The author’s well documented study unfortunately does not reflect recent research by Laurence Wood on Wesley and Fletcher which demonstrates their reliance upon the language of Pentecost and Spirit baptism as the context for the doctrine of Christian perfection. Holthaus’ research shows genuine continuity, not discontinuity, between primitive Methodism and the 19th-century holiness movement in its linkage of Spirit baptism and entire sanctification.

Holthaus presents the work of Bishop John Escher and hymnist Gottlob Fuessle under the heading of Methodism in Germany. In fact they were German representatives of the Evangelical Association (Evangelische Gemeinschaft), the leading German-American holiness denomination, founded by Jacob Albright, which had launched its mission to the German Fatherland in 1848. On p. 300 he refers to them by the incorrect title of the United Brethren in Christ, which refers to the Otterbein-Boehm movement, whose German mission was united with the Episcopal Methodists in Germany in 1906. Evangelicals were not united with German Episcopal Methodism until 1968, when the Evangelisch-methodistische Kirche (United Methodist Church) was formed. 

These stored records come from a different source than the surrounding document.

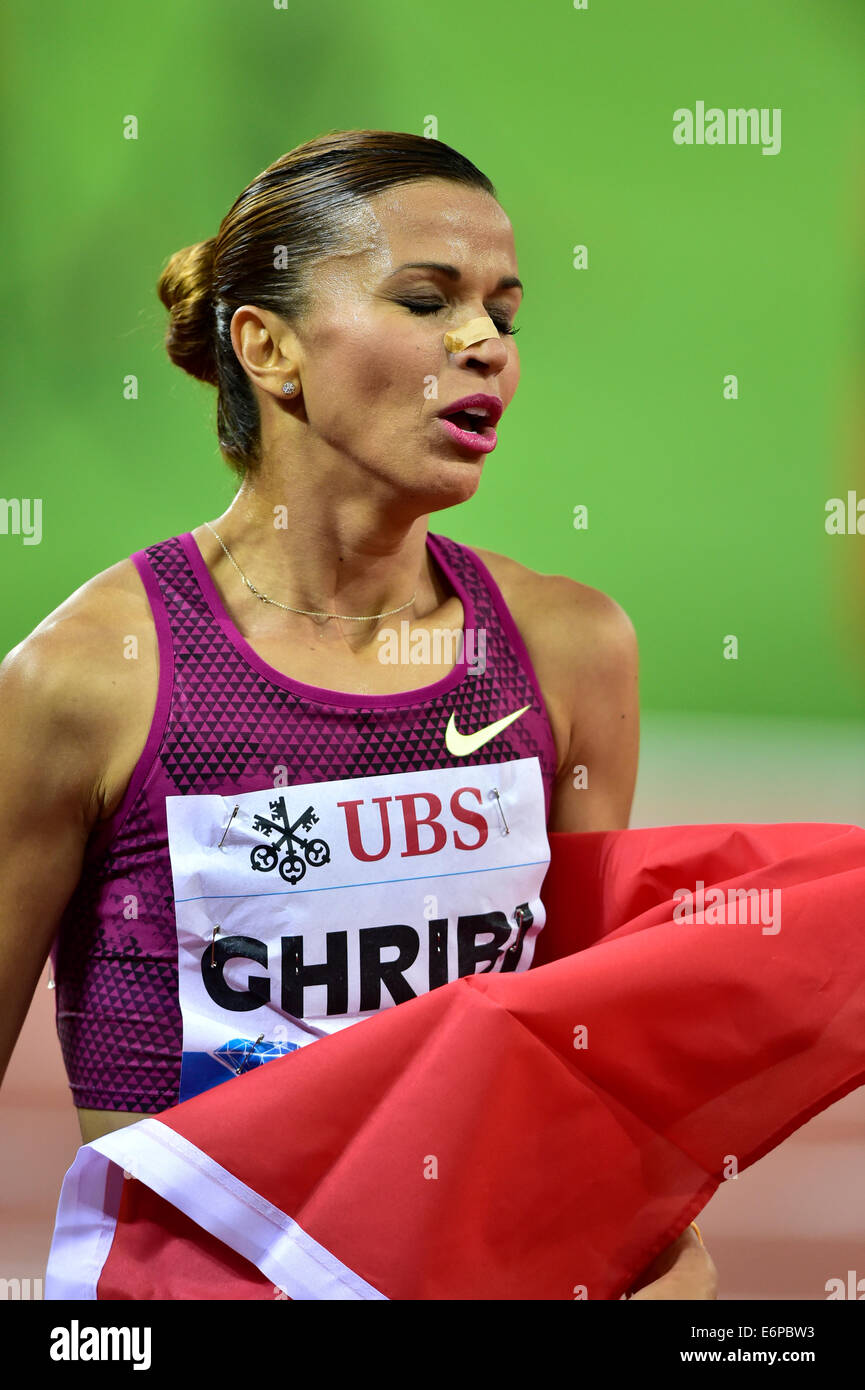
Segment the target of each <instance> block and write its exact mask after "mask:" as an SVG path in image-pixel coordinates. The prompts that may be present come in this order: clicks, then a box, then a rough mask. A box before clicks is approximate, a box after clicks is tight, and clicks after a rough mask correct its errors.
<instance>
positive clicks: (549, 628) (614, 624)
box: [470, 546, 638, 770]
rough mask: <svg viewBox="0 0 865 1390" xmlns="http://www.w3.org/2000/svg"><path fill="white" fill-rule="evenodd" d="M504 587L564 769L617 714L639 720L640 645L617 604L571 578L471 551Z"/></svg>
mask: <svg viewBox="0 0 865 1390" xmlns="http://www.w3.org/2000/svg"><path fill="white" fill-rule="evenodd" d="M470 549H473V550H474V553H476V555H477V556H478V557H480V559H481V560H483V562H484V564H485V566H487V569H488V570H490V573H491V574H492V578H494V580H495V582H496V584H498V587H499V589H501V592H502V598H503V600H505V603H506V605H508V609H509V610H510V613H512V617H513V620H515V623H516V626H517V628H519V632H520V637H522V638H523V641H524V644H526V648H527V651H528V656H530V657H531V664H533V666H534V670H535V674H537V678H538V684H540V687H541V692H542V695H544V702H545V705H547V712H548V716H549V723H551V728H552V734H553V738H555V744H556V752H558V759H559V769H560V770H562V769H565V767H566V766H569V765H570V762H572V755H573V752H574V749H579V748H580V746H583V745H584V744H585V742H587V741H590V739H591V738H592V737H594V731H595V730H597V727H598V724H599V723H601V721H602V720H605V719H608V712H609V710H612V709H616V712H617V713H616V719H619V717H620V716H622V714H623V713H626V717H627V716H630V719H631V721H636V719H637V717H638V710H637V705H638V694H637V685H638V645H637V634H636V630H634V624H633V623H631V619H630V617H629V614H627V613H626V610H624V609H623V607H622V605H620V603H617V602H616V599H613V598H611V595H608V594H605V592H604V591H602V589H597V588H592V585H591V584H581V582H580V581H579V580H572V578H570V577H569V575H566V574H542V573H540V571H538V570H531V569H528V566H526V564H520V563H519V560H513V559H510V557H509V556H506V555H498V553H496V552H495V550H484V549H481V548H480V546H470Z"/></svg>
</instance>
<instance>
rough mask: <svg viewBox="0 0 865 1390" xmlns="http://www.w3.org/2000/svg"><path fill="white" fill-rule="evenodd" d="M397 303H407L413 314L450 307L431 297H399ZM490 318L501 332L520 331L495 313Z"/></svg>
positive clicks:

These concerns do not negate Holthaus’ solid contribution to understanding the international scope of the 19th-century holiness revival. Readers will sense the urgency of the author’s hope that an historical understanding of how Christianity was given new birth amid the crises of faith in that day may offer insight and encouragement toward revitalization amid the languishing condition of vital Christianity in contemporary German culture.